In 2004 at Case Western Reserve University in Cleveland, OH, Cong, et al., presented an implantable pressure sensor targeted at long-term applications (Cong et al. 2004). The prototype device consisted of a soft biocompatible rubber cuff filled with a low viscosity, biocompatible liquid and wrapped around a mock artery. A high resolution MEMS pressure sensor immersed in the fluid detects a scaled version of the blood pressure waveform. An additional benefit of this design is that it measures the pressure difference between the blood and the body and, thus, does not require an additional atmospheric sensor. The stiffness of the cuff was chosen to be much less than that of the blood vessel, hopefully minimizing any restriction of the artery and, thus, mitigating long-term adverse biological effects. Experimental results for the prototype had excellent agreement with a reference pressure sensor in the mock artery. In 2005, the investigators presented an updated version of the cuff (Cong et al. 2005) that was molded from a medical-grade silicone elastomer and implanted in laboratory rats. The 5 mm × 2 mm × 100 μm device was compared to a commercial catheter-tip transducer; the two in vivo measured blood waveforms closely matched (with a scaling factor). In 2006, this work was further improved with the integration of a rigid isolation ring that surrounds and isolates the cuff from its environment leading to reduced long-term sensor drift (Cong et al. 2006). Devices with and without the isolation ring were wrapped around the right carotid artery of a laboratory rat and the improved device displayed a baseline drift of 0.6 mmHg in 120 s, three times smaller than the original device and dominated by drift in the commercial pressure sensor. The improved device is shown in Fig. 10.

Fig. 10
figure 10

An improved drift, long-term arterial cuff developed at Case Western Reserve University (Cong et al. 2006)

5 Conclusion and outlook

This paper has given an overview of long-term implantable blood pressure monitoring technology and reviewed the industrial work and research in that area. Tables 3 and 4 summarize the work in this area to date. Thus far, intra-arterial devices specifically targeted at niche clinical applications have been the most successful. Extra-arterial devices have the benefit of a reduced risk of blood-related complications; however, future devices should be designed to have little impact on the artery and their signal drift (when implanted) needs to be improved before they achieve clinical success. The need for invasive surgical implantation may continue to hamper these devices, however.
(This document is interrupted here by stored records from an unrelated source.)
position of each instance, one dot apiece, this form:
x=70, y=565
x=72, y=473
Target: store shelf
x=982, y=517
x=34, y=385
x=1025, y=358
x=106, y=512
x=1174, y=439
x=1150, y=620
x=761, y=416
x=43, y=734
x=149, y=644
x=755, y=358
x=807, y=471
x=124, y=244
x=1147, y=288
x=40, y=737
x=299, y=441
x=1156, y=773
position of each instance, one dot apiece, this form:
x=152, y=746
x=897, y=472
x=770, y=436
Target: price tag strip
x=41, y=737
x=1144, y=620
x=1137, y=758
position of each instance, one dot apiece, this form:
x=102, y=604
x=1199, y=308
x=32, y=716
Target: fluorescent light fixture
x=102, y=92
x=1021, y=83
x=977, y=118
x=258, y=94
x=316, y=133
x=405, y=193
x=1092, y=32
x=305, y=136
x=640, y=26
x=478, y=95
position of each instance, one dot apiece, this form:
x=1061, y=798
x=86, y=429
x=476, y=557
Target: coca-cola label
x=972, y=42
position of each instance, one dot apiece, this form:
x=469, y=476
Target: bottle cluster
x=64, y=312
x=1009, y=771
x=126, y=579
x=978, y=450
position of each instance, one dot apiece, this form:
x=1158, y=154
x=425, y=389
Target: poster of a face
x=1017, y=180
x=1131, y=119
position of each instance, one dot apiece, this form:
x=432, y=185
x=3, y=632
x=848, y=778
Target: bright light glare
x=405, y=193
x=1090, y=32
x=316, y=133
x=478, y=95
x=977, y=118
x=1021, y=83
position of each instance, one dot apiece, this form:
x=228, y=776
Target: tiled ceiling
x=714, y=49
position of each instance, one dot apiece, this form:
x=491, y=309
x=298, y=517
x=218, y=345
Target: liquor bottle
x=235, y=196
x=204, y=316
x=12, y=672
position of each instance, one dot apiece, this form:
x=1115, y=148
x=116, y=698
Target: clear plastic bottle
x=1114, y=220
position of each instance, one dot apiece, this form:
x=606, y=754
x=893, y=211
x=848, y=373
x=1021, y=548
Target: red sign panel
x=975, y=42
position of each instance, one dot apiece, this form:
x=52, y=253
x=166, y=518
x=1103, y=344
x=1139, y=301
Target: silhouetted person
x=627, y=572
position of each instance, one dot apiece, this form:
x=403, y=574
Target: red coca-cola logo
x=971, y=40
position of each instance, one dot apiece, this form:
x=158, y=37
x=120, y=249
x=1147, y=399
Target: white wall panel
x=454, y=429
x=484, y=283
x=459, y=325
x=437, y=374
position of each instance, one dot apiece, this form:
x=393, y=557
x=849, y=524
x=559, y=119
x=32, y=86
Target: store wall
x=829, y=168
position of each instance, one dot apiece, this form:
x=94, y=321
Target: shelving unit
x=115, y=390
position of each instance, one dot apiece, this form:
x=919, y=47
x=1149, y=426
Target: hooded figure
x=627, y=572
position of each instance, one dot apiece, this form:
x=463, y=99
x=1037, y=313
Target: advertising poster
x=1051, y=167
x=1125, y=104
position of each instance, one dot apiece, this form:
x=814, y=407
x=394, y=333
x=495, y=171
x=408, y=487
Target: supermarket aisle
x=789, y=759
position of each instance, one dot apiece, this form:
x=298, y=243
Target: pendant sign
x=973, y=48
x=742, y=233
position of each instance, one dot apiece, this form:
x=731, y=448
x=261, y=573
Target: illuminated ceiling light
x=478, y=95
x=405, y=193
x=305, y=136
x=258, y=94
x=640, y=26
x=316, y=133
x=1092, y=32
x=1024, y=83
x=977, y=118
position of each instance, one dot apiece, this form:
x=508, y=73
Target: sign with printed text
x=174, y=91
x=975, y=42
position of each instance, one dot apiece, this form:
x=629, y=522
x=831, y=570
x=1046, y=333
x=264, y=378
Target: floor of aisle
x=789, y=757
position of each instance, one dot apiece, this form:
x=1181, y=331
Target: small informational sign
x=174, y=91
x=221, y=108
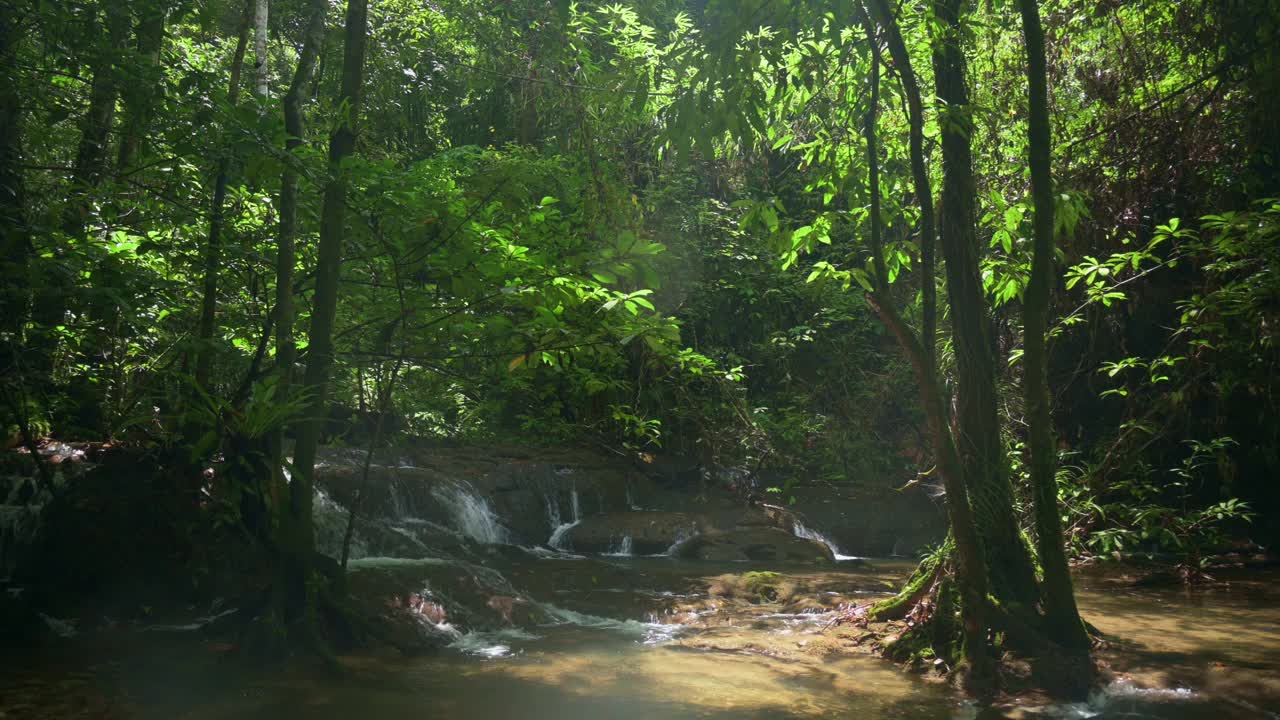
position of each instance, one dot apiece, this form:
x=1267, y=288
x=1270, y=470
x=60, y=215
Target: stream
x=531, y=630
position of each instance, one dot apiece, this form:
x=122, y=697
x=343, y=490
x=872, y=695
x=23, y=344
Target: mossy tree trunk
x=970, y=565
x=978, y=431
x=146, y=85
x=1060, y=613
x=214, y=242
x=342, y=145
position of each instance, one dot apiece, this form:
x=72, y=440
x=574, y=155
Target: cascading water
x=801, y=531
x=560, y=532
x=402, y=504
x=471, y=514
x=622, y=548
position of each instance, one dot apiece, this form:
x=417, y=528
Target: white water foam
x=801, y=531
x=471, y=514
x=375, y=563
x=622, y=548
x=649, y=633
x=560, y=531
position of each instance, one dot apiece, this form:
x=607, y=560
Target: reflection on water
x=607, y=648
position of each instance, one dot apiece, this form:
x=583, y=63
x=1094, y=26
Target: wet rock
x=650, y=532
x=755, y=545
x=872, y=522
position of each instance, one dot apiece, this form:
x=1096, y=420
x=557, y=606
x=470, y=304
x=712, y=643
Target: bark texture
x=978, y=440
x=1060, y=611
x=342, y=145
x=970, y=566
x=214, y=245
x=145, y=86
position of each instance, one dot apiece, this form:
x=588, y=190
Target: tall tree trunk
x=140, y=95
x=970, y=568
x=286, y=349
x=14, y=235
x=883, y=17
x=260, y=67
x=286, y=256
x=342, y=145
x=1013, y=577
x=1060, y=611
x=214, y=245
x=54, y=283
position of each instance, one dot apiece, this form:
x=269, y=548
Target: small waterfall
x=402, y=504
x=561, y=529
x=682, y=536
x=622, y=548
x=330, y=527
x=471, y=514
x=801, y=531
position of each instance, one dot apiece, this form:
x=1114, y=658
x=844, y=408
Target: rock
x=872, y=522
x=755, y=543
x=650, y=533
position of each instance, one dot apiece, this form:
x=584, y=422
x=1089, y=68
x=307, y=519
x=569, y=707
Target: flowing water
x=620, y=636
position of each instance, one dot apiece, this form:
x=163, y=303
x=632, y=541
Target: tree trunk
x=342, y=145
x=970, y=568
x=286, y=256
x=16, y=247
x=260, y=67
x=140, y=95
x=14, y=233
x=54, y=283
x=214, y=246
x=919, y=173
x=978, y=440
x=1060, y=611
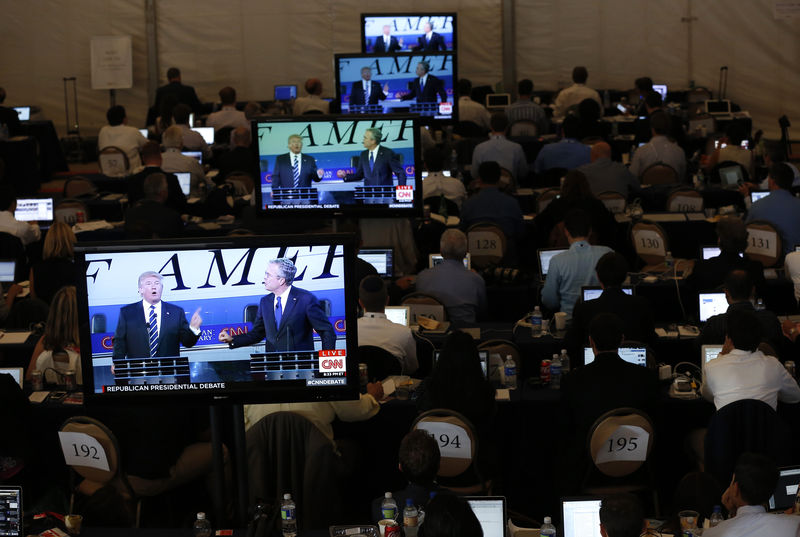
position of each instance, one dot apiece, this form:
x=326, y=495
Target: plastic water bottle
x=716, y=516
x=555, y=372
x=536, y=322
x=202, y=527
x=547, y=529
x=389, y=507
x=510, y=371
x=288, y=516
x=410, y=518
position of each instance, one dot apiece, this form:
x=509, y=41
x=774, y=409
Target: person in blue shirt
x=780, y=208
x=571, y=270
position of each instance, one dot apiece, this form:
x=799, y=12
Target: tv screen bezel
x=263, y=394
x=371, y=211
x=453, y=14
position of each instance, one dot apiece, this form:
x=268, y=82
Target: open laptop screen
x=711, y=304
x=581, y=517
x=490, y=512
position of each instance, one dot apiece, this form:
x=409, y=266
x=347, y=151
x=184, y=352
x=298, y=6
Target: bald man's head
x=600, y=150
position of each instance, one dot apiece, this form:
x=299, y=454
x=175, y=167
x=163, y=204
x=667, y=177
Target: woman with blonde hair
x=59, y=346
x=57, y=267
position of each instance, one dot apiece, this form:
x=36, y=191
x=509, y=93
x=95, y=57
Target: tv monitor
x=286, y=92
x=394, y=84
x=223, y=281
x=332, y=179
x=407, y=32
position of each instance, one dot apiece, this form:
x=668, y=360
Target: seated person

Table 3 A summary of implantable arterial pressure sensors from academia
Table 4 A summary of implantable pressure sensors from industry

Overall, significant progress has been made in the field since the idea was first introduced in the 1960s (Van Citters et al. 1966; Olsen et al. 1967), with advances in batteries, wireless communication, wireless power transmission, miniaturization and microtechnology, and biocompatible materials. Companies are offering long-term implantable blood pressure sensors for animal research and one has received FDA approval and been implanted in over 100 human subjects (Becker 2006). To date, most devices have contained capacitive sensors, required remote powering, and utilized RF communication. However, devices utilizing optical communication and powering are being investigated and promise to possibly reduce communication error and improve transmission distance into the body. In addition, acoustic waves have been utilized in industry to achieve wireless powering and communication (Remon Medical Technologies Inc. 2007). MEMS technology has been utilized to micromachine sensors and sensors systems. This trend will continue along with the use of nanotechnology to miniaturize systems further. Next, research has been suggested or performed on scavenging energy from the environment (Starner and Paradiso 2004; Paradiso ans Starner 2005). Future implants may utilize energy sources within the body to achieve self-powering (Ko 1980; Lewandowski et al. 2007). Such abilities will remove the lifetime restriction of batteries and enable continuous data collection and storage without remote powering. Such advancements will continue to improve the field of long-term blood pressure monitoring and will benefit patients that critically need such technology.